IndyCar

How Palou claimed first win of his latest IndyCar title defence

by Jack Benyon
3 min read

Chip Ganassi Racing's IndyCar champion Alex Palou turned pole into victory for the second year in a row at the Indianapolis road course in a tricky race where he was pushed by early race dominator Christian Lundgaard most of the way.

Rahal Letterman Lanigan driver Lundgaard looked to have the race wrapped up when he nailed a wonderful cutback on Palou at Turn 1 on the opening lap, and then after the second pit stops he got some help from backmarker Marcus Ericsson who held up Will Power up as Lundgaard emerged from the pits and allowed the latter to take the net lead.

Power had tried an undercut which was thwarted by traffic.

During this period Palou stopped last of the leaders and his overcut was enough to jump Lundgaard for the net lead. Traffic just before the previous pitstop had allowed Palou to close in and a combination of his brilliant Ganassi pit crew and his in and outlaps gave him the edge.

After off-sync drivers had pitted to promote Palou back to the lead, his gap was 1.4s and his used soft tyres - even compared to Lundgaard’s new hards - proved much better as he extended the gap.

After the final stop, Palou kept a five-second lead until lap 66 of 85 when Luca Ghiotto’s spin caused a caution.

Power dived to the outside on the restart but couldn’t pass Palou and almost lost second to Lundgaard while making that move, but ultimately the top six ran line astern from that final restart onwards.

Palou bags his first win of the year - just as he did in 2023 before taking pole for the Indianapolis 500 and eventually winning the IndyCar championship - to take the points lead in the process.

Power’s second - his third in four races this season - keeps him in the same position in the championship, while Lundgaard’s podium is his best result of the year.

Long Beach winner Scott Dixon took fourth, with 2023 rookie of the year Marcus Armstrong making it three Ganassi cars in the top five and netting his best IndyCar result yet.

Scott McLaughlin will be counting his lucky stars for the late caution. He’d been caught up in a lap one incident at the first corner and fell towards the back but ran long and was in the pits under the caution, shortening the time lost. He jumped to sixth for an incredibly fortuitous result having started 13th.

Dixon, Armstrong and McLaughlin made it an all-Kiwi fight for fourth as they finished within a second.

Erstwhile points leader Colton Herta delivered a brilliant comeback with an undercut strategy after a foul-mouthed start to the race where an Andretti team-mate crashed into him.

He started 21st after running out of fuel in qualifying, and was dumped off the track at Turn 3 by Marcus Ericsson, who appeared to lose the rear-end sending him into Herta. Ericsson was penalised for it.

“[Expletive] Marcus, [expletive] piece of [expletive] was Herta’s response on the radio.

That will certainly test Andretti’s team chemistry.

Herta fought hard and passed former team-mate Alexander Rossi on the final restart to take seventh.

Herta wasn’t the only driver to deliver radio messages unsuitable for young ears as Romain Grosjean blasted Santino Ferrucci.
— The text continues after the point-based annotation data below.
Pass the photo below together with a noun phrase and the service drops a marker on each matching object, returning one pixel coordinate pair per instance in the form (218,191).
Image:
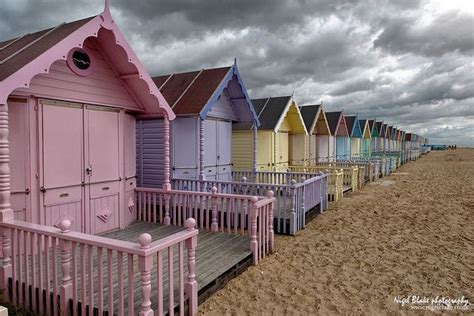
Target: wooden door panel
(224,143)
(62,146)
(103,144)
(104,207)
(129,135)
(210,143)
(19,158)
(185,145)
(64,203)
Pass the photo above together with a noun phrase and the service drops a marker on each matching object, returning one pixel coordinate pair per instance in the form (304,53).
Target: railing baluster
(20,255)
(100,282)
(170,282)
(90,259)
(181,278)
(33,268)
(14,265)
(145,264)
(110,271)
(120,282)
(83,278)
(130,279)
(54,263)
(26,244)
(191,284)
(159,280)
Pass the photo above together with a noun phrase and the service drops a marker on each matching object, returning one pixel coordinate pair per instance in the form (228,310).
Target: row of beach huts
(126,194)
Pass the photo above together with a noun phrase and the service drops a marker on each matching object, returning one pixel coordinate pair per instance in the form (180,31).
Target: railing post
(6,212)
(254,149)
(303,201)
(6,268)
(145,264)
(293,208)
(166,141)
(65,246)
(191,283)
(253,230)
(271,233)
(214,224)
(243,187)
(167,219)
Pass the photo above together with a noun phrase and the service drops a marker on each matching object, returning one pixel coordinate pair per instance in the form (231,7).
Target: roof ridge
(187,88)
(264,106)
(13,41)
(31,43)
(166,81)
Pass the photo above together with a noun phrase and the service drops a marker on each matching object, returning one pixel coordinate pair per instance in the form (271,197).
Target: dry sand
(411,233)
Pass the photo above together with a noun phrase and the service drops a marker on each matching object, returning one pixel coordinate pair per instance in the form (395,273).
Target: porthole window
(80,62)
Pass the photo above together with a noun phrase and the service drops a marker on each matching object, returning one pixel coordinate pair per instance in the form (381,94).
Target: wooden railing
(364,169)
(293,198)
(56,271)
(216,212)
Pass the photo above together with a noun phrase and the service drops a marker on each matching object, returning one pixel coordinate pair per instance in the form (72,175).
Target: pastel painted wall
(242,150)
(52,153)
(355,147)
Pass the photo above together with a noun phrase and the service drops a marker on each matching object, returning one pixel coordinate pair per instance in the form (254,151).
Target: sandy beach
(411,233)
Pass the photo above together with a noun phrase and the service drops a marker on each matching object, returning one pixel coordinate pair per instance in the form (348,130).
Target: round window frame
(78,71)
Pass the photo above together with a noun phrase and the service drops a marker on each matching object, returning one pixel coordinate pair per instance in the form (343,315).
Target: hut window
(80,62)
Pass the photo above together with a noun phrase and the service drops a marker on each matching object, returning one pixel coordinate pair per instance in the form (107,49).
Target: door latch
(89,171)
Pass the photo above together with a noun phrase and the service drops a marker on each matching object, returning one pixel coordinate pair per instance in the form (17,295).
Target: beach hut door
(62,156)
(102,169)
(80,176)
(19,162)
(224,150)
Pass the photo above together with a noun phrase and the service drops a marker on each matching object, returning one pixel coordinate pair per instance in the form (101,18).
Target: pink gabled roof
(16,53)
(25,57)
(188,93)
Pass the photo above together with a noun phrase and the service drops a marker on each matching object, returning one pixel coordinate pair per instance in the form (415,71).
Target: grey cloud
(452,31)
(367,57)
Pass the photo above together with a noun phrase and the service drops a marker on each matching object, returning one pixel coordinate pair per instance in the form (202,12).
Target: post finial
(65,225)
(190,223)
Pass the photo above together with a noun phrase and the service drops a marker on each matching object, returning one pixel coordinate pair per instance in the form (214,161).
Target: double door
(80,159)
(217,149)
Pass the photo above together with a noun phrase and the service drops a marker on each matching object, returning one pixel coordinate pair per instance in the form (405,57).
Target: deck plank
(216,254)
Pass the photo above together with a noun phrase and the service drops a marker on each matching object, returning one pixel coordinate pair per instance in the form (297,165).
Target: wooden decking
(219,258)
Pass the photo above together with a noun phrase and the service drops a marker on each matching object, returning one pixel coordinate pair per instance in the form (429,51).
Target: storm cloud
(407,62)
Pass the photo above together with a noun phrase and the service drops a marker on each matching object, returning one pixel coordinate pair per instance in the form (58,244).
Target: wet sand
(411,233)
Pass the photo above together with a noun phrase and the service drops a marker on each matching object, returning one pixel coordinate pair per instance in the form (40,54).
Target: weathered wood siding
(223,109)
(355,147)
(298,149)
(242,150)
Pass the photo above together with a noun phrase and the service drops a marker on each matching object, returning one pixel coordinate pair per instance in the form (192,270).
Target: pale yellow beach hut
(279,141)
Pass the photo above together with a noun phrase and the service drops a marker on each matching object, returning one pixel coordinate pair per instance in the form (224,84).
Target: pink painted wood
(213,208)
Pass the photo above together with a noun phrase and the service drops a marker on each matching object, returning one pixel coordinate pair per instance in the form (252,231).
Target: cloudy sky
(407,62)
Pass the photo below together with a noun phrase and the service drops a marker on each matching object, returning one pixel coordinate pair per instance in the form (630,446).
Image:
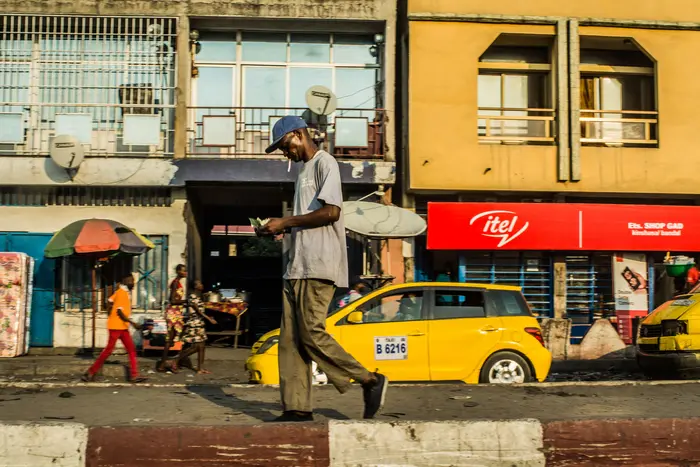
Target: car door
(393,336)
(460,334)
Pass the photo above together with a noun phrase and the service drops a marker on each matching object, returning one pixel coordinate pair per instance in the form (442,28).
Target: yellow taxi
(431,331)
(668,343)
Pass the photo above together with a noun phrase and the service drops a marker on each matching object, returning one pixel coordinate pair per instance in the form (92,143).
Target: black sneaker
(373,395)
(295,416)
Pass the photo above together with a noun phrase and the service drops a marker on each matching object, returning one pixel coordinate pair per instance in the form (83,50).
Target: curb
(521,443)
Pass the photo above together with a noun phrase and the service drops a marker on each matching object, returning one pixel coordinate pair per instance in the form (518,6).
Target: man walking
(316,263)
(118,326)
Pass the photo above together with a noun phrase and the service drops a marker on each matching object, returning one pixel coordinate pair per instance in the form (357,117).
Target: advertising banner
(630,282)
(559,226)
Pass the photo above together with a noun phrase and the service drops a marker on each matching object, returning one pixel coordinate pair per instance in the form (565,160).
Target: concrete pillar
(575,100)
(562,102)
(182,92)
(559,287)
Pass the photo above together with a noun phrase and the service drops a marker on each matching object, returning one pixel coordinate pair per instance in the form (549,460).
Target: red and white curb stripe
(648,442)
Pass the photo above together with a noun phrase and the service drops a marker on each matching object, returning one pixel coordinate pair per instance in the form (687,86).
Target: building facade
(535,115)
(172,103)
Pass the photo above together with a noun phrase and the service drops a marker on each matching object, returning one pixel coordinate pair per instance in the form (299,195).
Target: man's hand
(274,226)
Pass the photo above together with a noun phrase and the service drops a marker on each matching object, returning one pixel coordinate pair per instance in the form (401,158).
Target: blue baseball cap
(284,125)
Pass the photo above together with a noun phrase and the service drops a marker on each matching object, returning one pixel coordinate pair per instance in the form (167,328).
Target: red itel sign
(520,226)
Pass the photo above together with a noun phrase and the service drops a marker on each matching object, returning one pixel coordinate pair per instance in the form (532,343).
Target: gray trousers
(303,339)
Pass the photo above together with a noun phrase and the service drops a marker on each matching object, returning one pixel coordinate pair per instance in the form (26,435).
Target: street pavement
(201,404)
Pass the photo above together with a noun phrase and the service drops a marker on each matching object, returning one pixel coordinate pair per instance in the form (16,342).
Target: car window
(450,304)
(399,306)
(509,303)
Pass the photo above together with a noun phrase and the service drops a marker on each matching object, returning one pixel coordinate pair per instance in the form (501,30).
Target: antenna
(67,152)
(321,100)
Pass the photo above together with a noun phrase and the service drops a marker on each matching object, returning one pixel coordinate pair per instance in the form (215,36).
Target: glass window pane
(353,50)
(11,128)
(215,87)
(301,79)
(264,47)
(264,87)
(355,88)
(142,130)
(217,48)
(405,306)
(310,48)
(450,305)
(489,91)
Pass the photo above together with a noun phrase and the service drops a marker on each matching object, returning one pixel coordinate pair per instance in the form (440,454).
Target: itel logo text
(500,224)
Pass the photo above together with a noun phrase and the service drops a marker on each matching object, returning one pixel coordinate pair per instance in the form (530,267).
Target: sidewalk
(226,365)
(425,425)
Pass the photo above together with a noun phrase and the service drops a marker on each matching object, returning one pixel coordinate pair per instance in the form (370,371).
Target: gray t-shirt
(319,253)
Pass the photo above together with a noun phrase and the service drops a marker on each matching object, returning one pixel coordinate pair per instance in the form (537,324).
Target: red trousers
(125,337)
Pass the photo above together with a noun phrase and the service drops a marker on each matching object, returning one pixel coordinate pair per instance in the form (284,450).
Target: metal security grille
(81,76)
(532,272)
(85,196)
(589,292)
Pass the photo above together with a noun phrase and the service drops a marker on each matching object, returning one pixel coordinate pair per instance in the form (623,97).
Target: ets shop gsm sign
(558,226)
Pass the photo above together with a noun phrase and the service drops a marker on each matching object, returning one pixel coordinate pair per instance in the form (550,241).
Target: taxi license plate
(391,348)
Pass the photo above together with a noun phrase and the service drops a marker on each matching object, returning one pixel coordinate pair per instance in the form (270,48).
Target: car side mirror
(355,317)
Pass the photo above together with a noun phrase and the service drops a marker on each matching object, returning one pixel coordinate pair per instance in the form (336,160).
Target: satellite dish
(66,151)
(321,100)
(376,220)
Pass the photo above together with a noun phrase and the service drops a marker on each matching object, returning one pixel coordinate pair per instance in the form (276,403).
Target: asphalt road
(211,405)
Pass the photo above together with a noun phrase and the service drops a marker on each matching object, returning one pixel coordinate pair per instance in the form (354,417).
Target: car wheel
(505,368)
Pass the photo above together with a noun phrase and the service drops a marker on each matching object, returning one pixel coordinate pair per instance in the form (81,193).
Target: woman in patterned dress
(174,316)
(195,335)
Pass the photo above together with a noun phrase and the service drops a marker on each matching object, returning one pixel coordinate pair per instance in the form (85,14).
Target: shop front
(577,261)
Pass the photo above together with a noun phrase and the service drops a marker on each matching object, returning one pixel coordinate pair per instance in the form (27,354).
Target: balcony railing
(516,125)
(245,132)
(131,130)
(619,127)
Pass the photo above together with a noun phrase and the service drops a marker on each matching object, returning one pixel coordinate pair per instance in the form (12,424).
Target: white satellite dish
(66,151)
(382,221)
(321,100)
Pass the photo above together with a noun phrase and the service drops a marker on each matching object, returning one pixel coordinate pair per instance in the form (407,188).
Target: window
(150,269)
(618,106)
(509,303)
(514,101)
(259,76)
(400,306)
(451,304)
(56,66)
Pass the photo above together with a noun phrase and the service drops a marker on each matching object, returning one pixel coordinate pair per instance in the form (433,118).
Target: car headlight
(268,344)
(672,327)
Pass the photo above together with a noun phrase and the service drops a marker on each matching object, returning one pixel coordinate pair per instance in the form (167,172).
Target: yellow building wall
(443,144)
(647,10)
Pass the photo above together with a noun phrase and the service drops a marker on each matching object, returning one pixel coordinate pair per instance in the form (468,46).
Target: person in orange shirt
(691,279)
(118,326)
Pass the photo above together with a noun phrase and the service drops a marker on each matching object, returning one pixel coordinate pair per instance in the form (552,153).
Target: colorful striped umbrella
(96,236)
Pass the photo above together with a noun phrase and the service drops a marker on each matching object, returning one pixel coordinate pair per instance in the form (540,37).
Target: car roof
(461,285)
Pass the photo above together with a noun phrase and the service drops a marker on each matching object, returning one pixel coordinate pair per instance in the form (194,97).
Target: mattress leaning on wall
(15,297)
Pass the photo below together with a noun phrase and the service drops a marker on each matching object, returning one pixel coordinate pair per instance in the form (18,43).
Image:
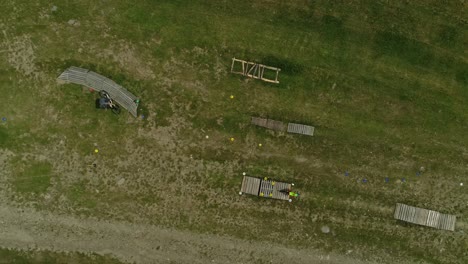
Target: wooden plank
(250,185)
(268,123)
(254,70)
(424,217)
(265,188)
(300,129)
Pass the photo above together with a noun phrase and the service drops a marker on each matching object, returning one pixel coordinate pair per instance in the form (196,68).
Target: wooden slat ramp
(300,129)
(424,217)
(280,126)
(98,82)
(265,188)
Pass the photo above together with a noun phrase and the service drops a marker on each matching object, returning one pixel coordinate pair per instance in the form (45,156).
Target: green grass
(9,256)
(384,84)
(35,179)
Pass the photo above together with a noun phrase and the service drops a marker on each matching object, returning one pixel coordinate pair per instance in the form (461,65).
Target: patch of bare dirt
(20,53)
(28,229)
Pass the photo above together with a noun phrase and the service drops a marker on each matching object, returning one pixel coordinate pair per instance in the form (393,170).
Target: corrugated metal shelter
(265,188)
(98,82)
(424,217)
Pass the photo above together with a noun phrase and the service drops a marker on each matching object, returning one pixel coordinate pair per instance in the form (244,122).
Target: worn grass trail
(384,83)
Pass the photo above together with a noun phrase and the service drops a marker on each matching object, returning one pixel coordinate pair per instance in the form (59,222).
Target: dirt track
(27,229)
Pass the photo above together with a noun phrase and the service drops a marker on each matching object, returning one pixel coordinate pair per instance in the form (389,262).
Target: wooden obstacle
(253,70)
(268,123)
(98,82)
(265,188)
(280,126)
(300,129)
(424,217)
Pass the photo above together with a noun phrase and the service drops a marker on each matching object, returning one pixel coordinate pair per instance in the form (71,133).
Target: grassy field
(384,83)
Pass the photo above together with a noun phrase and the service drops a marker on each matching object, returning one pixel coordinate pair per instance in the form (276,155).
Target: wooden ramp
(265,188)
(300,129)
(98,82)
(424,217)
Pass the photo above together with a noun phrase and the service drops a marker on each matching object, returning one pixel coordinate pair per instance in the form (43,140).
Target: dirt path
(26,229)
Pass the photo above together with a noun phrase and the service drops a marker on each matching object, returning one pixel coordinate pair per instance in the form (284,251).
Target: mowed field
(384,83)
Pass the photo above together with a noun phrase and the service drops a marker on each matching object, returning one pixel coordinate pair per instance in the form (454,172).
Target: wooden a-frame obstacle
(254,70)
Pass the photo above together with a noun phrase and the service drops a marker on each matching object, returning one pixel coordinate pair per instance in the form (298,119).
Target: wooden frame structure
(98,82)
(266,188)
(268,123)
(424,217)
(254,70)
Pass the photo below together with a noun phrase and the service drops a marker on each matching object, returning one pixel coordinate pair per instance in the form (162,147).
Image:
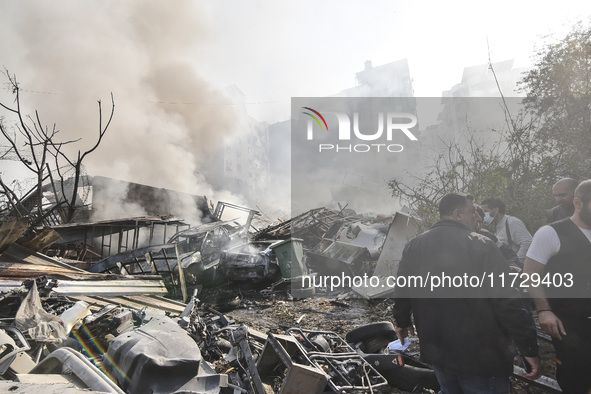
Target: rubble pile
(131,320)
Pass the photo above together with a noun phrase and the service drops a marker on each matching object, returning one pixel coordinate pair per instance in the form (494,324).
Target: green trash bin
(290,256)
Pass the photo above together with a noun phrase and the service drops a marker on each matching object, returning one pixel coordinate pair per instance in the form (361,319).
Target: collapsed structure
(114,305)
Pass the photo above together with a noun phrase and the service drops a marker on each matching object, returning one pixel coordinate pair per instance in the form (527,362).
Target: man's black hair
(493,203)
(583,191)
(452,201)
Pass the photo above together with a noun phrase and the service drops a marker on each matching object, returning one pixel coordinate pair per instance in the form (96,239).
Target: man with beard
(558,264)
(466,334)
(563,192)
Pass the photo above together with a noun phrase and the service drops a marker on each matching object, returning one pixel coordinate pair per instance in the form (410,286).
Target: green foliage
(558,91)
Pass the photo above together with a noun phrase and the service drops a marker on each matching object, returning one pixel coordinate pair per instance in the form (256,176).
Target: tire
(384,329)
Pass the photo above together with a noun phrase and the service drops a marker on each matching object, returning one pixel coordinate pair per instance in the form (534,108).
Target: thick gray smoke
(169,123)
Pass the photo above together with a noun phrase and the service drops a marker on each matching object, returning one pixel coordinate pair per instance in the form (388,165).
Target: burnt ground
(338,314)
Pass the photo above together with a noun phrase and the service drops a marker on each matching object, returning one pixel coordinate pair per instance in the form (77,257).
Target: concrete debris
(125,317)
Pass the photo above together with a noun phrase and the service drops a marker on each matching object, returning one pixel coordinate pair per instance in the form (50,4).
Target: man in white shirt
(558,265)
(509,230)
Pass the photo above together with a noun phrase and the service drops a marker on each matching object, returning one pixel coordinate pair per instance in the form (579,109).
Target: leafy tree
(558,91)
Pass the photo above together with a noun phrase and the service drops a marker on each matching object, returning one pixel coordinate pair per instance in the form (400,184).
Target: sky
(168,65)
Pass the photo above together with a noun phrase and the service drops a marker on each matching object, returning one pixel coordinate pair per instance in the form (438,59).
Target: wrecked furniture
(160,357)
(327,360)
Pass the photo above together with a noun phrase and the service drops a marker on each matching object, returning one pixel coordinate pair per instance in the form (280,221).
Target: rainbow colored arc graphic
(315,118)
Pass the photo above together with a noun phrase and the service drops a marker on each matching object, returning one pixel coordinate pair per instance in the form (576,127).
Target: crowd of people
(472,341)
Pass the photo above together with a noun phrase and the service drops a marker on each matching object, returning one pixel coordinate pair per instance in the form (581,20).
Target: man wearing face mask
(468,339)
(564,193)
(562,251)
(508,229)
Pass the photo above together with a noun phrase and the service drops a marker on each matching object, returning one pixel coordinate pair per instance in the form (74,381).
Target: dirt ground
(338,314)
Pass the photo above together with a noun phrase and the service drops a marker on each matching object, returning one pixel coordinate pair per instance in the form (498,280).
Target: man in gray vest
(559,267)
(564,192)
(467,334)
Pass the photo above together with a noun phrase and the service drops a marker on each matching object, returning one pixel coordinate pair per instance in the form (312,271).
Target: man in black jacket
(559,264)
(467,329)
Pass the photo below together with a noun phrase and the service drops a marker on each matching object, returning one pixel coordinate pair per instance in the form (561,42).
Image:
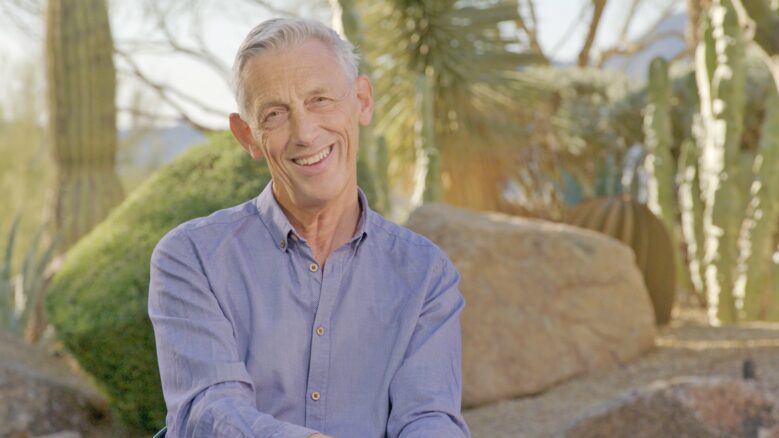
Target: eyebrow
(263,106)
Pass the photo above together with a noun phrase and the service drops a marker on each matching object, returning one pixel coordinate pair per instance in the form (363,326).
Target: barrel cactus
(635,225)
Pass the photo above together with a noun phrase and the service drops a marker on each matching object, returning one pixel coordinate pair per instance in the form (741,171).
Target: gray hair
(282,33)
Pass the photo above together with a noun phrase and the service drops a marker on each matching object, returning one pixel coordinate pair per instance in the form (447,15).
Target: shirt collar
(282,231)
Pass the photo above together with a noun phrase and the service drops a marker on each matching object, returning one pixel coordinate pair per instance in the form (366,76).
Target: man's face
(303,117)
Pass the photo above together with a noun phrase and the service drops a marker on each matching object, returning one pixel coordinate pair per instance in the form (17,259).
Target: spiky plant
(448,93)
(20,292)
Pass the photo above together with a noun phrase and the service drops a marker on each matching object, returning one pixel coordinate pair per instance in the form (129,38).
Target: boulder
(39,394)
(684,407)
(544,301)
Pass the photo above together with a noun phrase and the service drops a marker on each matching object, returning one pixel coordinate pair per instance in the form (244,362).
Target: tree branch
(631,48)
(597,13)
(166,93)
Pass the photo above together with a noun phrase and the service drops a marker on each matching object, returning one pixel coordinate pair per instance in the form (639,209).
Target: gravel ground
(688,347)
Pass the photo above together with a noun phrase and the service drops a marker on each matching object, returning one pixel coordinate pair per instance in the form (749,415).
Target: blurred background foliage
(474,108)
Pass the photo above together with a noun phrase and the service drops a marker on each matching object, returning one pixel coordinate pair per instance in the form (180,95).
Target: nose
(303,128)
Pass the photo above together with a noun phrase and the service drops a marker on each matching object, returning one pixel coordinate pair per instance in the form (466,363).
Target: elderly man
(302,312)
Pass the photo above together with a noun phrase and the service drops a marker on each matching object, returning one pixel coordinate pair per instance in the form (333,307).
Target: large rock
(684,407)
(544,301)
(39,395)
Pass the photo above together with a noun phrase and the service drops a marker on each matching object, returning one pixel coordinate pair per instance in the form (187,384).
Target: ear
(365,97)
(243,133)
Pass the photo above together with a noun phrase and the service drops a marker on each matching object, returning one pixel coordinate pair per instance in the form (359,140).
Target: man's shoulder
(401,239)
(216,225)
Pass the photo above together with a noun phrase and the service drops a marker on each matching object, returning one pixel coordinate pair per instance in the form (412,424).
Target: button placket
(319,365)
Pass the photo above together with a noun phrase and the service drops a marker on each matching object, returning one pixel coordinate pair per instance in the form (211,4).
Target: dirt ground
(687,347)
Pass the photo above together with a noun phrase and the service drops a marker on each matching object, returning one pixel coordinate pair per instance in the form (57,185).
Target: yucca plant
(20,291)
(449,93)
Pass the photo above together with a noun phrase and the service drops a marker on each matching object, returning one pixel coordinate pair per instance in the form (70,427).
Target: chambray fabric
(236,299)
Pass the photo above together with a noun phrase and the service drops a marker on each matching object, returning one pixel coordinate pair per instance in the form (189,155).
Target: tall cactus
(660,164)
(762,223)
(691,207)
(82,115)
(721,75)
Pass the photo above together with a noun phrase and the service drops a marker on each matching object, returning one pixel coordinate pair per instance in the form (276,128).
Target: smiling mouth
(310,161)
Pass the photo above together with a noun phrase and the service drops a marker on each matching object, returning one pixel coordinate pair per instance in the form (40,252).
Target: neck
(325,227)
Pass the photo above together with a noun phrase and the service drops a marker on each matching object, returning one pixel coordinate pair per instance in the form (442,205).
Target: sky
(223,28)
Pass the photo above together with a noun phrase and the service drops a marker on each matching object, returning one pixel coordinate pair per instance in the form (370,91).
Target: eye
(319,100)
(272,118)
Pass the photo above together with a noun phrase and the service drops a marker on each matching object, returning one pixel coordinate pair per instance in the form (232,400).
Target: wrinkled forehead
(284,72)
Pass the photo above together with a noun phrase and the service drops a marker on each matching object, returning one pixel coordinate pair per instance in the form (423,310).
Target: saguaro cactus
(82,115)
(660,164)
(721,77)
(762,223)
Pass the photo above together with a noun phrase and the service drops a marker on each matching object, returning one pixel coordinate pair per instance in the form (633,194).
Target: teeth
(315,159)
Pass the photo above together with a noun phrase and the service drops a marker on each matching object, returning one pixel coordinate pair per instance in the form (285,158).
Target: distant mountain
(148,150)
(637,65)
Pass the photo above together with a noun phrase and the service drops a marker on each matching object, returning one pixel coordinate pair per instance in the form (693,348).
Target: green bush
(98,300)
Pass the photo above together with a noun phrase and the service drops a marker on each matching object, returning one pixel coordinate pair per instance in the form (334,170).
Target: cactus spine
(660,163)
(763,216)
(721,75)
(691,207)
(82,115)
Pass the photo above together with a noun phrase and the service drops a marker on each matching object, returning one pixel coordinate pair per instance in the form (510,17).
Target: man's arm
(426,390)
(207,389)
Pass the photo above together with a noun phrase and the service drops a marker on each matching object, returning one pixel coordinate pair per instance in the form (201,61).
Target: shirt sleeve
(207,390)
(426,391)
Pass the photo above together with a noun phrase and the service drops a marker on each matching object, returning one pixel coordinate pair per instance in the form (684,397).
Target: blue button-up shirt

Ferrucci had beef with Grosjean coming into the Indianapolis weekend after contact at Barber where he felt Grosjean hadn’t shown enough respect.

The two then banged wheels in Saturday practice this weekend, with Ferrucci flipping the bird at Grosjean over the top of the aeroscreen. Grosjean said the incident was behind him in a pre-race interview but Ferrucci clearly didn’t get the message, dumping Grosjean off at the exit of Turn 12.

“What the [expletive], what the expletive],” said Grosjean. “What can I do guys?”

Grosjean passed the ailing Ferrucci - struggling with broken brake bias - at Turn 7 cleanly just a handful of laps later.

Grosjean ran long stints to the end, passing Pato O’Ward in the final stint to take 12th overall having started 23rd.

Back in the top 10, Felix Rosenqvist finished behind Graham Rahal in 10th - where he started - despite being near last on the first lap.

The Meyer Shank driver was caught up in the lap one melee which sent a number of cars sprawling into the grass, but rebounding brilliantly in another strong race.